Remembering that the premise is a microscopic form of the story itself, Egri suggests we formulate our premise and start our story at a crisis point, which will be the turning point in our main character’s life.
In Ghosts, by Ibsen, for example, the basic idea is heredity. The play grew out of a Biblical quotation, which is the premise: “The sins of the fathers are visited on the children.” Every action, every bit of dialogue, every conflict in the play, arises out of this premise.
Egri states that the correct way to start a story is to involve your main character in conflict. Conflict not only drives the story forward, but it is the quickest way of revealing character in the shortest time.
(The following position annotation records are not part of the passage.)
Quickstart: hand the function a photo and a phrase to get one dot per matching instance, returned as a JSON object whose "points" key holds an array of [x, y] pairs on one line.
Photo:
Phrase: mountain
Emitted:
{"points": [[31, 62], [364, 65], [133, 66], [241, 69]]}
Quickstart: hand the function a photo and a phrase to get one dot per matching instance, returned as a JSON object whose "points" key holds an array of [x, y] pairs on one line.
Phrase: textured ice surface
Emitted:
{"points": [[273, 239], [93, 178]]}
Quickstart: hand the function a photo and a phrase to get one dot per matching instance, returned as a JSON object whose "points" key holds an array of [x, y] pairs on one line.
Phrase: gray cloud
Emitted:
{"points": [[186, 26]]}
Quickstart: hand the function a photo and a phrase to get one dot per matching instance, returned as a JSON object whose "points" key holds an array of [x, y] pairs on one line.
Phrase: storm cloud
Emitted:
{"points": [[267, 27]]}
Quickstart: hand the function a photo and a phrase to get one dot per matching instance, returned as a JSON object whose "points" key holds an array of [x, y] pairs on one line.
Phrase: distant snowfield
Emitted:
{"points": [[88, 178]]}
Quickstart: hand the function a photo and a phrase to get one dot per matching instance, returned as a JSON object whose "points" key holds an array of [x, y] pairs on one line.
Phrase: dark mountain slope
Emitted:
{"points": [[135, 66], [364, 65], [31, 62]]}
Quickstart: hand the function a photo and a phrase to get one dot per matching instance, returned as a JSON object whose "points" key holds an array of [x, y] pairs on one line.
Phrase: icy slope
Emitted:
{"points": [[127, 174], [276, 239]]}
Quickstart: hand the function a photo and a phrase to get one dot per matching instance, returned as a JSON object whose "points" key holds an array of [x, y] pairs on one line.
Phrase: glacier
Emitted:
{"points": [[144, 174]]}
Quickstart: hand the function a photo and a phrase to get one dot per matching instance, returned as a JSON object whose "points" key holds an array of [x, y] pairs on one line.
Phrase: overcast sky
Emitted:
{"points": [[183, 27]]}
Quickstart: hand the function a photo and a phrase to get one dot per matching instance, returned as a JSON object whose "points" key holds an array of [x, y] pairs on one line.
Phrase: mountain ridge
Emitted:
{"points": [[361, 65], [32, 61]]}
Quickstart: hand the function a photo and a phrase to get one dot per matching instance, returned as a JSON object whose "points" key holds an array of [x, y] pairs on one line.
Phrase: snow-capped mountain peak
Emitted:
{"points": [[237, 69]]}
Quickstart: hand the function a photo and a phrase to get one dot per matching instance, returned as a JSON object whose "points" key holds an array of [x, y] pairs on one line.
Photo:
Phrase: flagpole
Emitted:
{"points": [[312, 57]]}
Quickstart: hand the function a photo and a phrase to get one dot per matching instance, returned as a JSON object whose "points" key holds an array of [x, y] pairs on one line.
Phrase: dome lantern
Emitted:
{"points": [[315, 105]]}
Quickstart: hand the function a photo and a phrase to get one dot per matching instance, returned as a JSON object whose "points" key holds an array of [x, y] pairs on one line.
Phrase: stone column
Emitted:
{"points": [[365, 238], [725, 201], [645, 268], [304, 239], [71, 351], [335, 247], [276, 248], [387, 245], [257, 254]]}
Forcing opposing characters together is the best way of establishing conflict. Opposing characters should be militant, passionate, and active about their positions. Egri calls this process orchestration.
Optimist vs. pessimist
Miser vs. spendthrift
Honest vs. dishonest
Loyal vs. disloyal
Believer vs. non-believer
Agapi vs. Erotas
Militantly opposing characters make conflict inevitable. Two perfectly orchestrated characters will oppose, or, perhaps, even destroy each, other depending on circumstances, turning your story into a page turner.
Although opposing characters form the foundation of any good story, you should, before you start, determine why one simply cannot walk out on the other, while the conflict rages. Determine the precise nature of the unbreakable bond that keeps them together until the climax: is it revenge, hate, jealousy, pain?
Lastly, remembering that the premise is a microscopic form of the story itself, you should formulate your premise at a crisis point, which will be the turning point in your main character’s life.
Pit two actively opposing types of characters against one another—characters that are forced together in an unbreakable union, and as they struggle to break their bonds, they will spontaneously generate rising conflict and create the story in the process.